"Your theory must be the correct one," I finally admitted; "it was undoubtedly Eleanore who spoke. She believes in Mary’s guilt, and I have been blind, indeed, not to have seen it from the first."
"If Eleanore Leavenworth believes in her cousin’s criminality, she must have some good reasons for doing so."
I was obliged to admit that too.
"She did not conceal in her bosom that telltale key,—found who knows where?—and destroy, or seek to destroy, it and the letter which introduced her cousin to the public as the unprincipled destroyer of a trusting man’s peace, for nothing."
"No, no."
"And yet you, a stranger, a young man who have never seen Mary Leavenworth in any other light than that in which her coquettish nature sought to display itself, presume to say she is innocent, in the face of the attitude maintained from the first by her cousin!"

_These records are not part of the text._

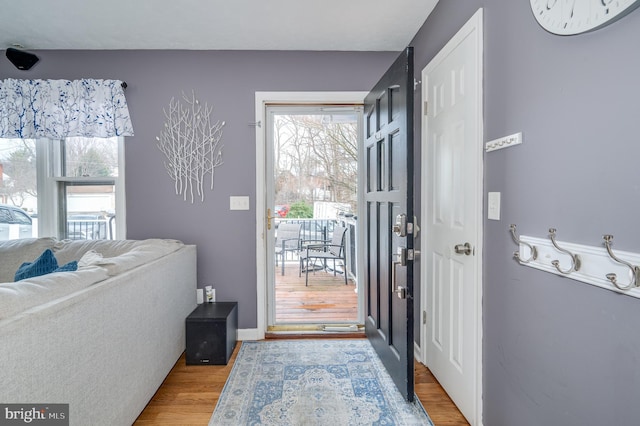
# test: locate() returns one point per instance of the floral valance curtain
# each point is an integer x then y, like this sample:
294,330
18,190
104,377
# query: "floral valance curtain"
57,109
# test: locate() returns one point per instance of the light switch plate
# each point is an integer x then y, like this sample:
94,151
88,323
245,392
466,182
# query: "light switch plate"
493,210
238,203
505,142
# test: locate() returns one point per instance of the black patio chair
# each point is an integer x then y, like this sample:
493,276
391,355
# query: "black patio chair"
287,240
325,250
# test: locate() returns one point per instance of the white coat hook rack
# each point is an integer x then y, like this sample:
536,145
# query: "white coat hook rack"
595,265
635,270
575,259
533,251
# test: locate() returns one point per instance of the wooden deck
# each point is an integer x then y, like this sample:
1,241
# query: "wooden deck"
326,300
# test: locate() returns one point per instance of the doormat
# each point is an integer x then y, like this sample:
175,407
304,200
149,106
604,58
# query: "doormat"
312,382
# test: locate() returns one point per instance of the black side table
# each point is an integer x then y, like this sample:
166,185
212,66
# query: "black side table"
211,330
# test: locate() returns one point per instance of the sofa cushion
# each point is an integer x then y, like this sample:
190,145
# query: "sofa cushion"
15,252
68,250
32,292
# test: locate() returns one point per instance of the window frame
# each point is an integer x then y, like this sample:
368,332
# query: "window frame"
52,186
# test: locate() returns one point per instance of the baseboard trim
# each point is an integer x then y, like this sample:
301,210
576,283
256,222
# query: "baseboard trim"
250,334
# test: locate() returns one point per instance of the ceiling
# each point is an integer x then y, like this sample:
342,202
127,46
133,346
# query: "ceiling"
361,25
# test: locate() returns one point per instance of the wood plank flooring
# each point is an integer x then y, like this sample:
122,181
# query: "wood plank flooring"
189,395
325,300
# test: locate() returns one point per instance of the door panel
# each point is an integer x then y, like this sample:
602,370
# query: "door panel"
389,194
453,190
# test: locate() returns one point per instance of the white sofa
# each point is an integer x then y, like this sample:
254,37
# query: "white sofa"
101,339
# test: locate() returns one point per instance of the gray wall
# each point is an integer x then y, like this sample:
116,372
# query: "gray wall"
556,351
227,80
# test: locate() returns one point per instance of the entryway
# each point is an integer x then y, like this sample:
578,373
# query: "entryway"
307,176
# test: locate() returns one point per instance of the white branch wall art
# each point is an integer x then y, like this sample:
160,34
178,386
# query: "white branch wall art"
191,142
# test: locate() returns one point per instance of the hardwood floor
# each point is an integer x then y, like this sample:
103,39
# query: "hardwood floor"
189,395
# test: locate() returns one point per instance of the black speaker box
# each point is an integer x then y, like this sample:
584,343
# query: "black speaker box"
211,331
22,60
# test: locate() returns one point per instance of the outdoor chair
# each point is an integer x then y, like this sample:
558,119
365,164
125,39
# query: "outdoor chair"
325,250
287,240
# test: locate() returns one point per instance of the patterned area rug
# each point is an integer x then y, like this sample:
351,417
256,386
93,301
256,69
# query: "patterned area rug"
312,382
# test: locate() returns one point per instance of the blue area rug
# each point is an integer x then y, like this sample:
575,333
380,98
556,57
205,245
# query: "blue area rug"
312,382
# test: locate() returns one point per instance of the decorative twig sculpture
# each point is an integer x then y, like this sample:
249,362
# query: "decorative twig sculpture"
191,143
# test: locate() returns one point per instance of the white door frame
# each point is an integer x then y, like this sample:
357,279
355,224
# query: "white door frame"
474,24
262,100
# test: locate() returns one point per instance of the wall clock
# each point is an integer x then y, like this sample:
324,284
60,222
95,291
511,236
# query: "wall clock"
568,17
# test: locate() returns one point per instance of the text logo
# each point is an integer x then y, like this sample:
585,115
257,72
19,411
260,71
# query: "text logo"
34,414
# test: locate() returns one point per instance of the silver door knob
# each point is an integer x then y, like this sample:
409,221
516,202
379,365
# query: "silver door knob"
463,249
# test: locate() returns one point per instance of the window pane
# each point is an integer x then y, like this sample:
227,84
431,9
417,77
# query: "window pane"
91,157
90,211
18,188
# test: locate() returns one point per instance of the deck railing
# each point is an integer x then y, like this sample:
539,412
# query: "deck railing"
321,229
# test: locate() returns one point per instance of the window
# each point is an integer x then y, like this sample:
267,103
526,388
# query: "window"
71,188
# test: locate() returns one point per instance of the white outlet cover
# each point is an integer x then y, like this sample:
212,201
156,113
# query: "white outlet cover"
239,202
493,208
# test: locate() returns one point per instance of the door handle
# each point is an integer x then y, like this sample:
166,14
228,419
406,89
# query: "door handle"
399,290
463,249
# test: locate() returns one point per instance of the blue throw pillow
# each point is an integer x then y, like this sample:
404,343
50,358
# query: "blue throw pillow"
45,264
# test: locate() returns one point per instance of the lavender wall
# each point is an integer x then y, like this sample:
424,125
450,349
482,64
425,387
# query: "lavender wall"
556,351
228,80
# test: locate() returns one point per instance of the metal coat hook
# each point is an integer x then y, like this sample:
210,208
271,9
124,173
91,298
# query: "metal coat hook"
635,270
575,259
516,254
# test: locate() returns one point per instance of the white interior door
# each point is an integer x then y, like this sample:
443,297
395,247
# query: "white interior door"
452,203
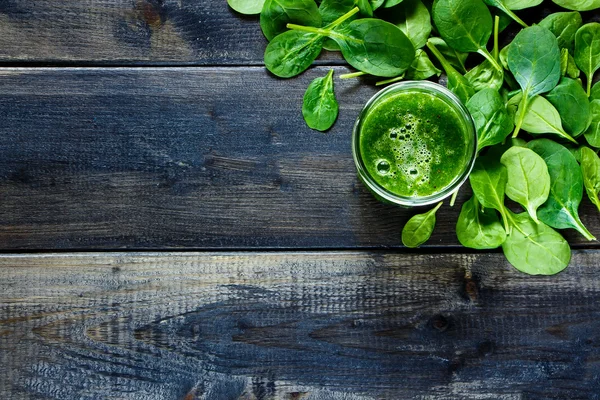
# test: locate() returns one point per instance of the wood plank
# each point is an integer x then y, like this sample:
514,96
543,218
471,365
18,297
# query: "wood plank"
346,325
129,32
143,32
187,158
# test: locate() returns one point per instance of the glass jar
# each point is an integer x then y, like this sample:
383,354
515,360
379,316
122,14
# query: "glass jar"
396,170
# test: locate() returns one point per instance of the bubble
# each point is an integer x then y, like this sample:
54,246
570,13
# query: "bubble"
383,167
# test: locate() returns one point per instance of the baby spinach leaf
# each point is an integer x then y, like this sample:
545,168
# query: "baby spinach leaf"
479,229
457,83
540,118
592,134
535,248
248,7
587,51
320,108
528,179
578,5
492,122
563,25
413,18
276,14
419,228
485,76
422,67
455,58
590,170
566,190
502,5
488,181
595,94
466,25
292,52
572,104
534,59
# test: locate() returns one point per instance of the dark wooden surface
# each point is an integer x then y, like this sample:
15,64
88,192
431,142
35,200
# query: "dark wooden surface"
198,158
340,325
151,125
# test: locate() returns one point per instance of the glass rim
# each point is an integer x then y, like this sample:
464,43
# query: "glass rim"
452,101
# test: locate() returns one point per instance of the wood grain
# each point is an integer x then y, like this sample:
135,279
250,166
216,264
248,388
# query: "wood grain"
346,325
144,32
148,158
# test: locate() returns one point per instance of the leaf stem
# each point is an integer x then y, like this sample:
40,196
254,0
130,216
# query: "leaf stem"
392,80
496,34
352,75
491,59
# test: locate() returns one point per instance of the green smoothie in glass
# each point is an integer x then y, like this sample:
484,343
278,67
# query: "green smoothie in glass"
414,143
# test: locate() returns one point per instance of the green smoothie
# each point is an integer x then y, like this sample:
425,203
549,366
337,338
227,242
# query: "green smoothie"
414,144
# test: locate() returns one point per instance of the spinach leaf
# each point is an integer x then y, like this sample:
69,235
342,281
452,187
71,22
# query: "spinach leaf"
563,25
455,58
466,25
578,5
587,51
592,135
370,45
276,14
492,122
292,52
457,83
541,117
590,170
479,229
566,190
485,76
422,67
419,228
488,181
535,249
248,7
534,59
502,5
320,108
595,95
572,104
528,179
413,18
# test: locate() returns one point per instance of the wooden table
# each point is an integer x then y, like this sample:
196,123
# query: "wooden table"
171,229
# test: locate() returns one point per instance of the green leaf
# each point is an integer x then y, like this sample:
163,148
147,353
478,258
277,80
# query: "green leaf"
590,170
560,211
457,83
375,47
563,25
320,108
479,229
592,134
292,52
419,228
413,18
528,179
492,122
248,7
535,249
572,104
488,181
541,117
454,58
578,5
276,14
534,59
587,51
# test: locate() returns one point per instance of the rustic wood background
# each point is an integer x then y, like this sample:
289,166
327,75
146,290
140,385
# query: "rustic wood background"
237,256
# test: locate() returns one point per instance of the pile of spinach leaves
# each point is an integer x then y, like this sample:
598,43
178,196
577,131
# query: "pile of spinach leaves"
540,83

"But," said I, in my great unwillingness to accept his conclusions, "Eleanore Leavenworth is but mortal. She may have been mistaken in her inferences. She has never stated what her suspicion was founded upon; nor can we know what basis she has for maintaining the attitude you speak of. Clavering is as likely as Mary to be the assassin, for all we know, and possibly for all she knows."
"You seem to be almost superstitious in your belief in Clavering’s guilt."
I recoiled. Was I? Could it be that Mr. Harwell’s fanciful conviction in regard to this man had in any way influenced me to the detriment of my better judgment?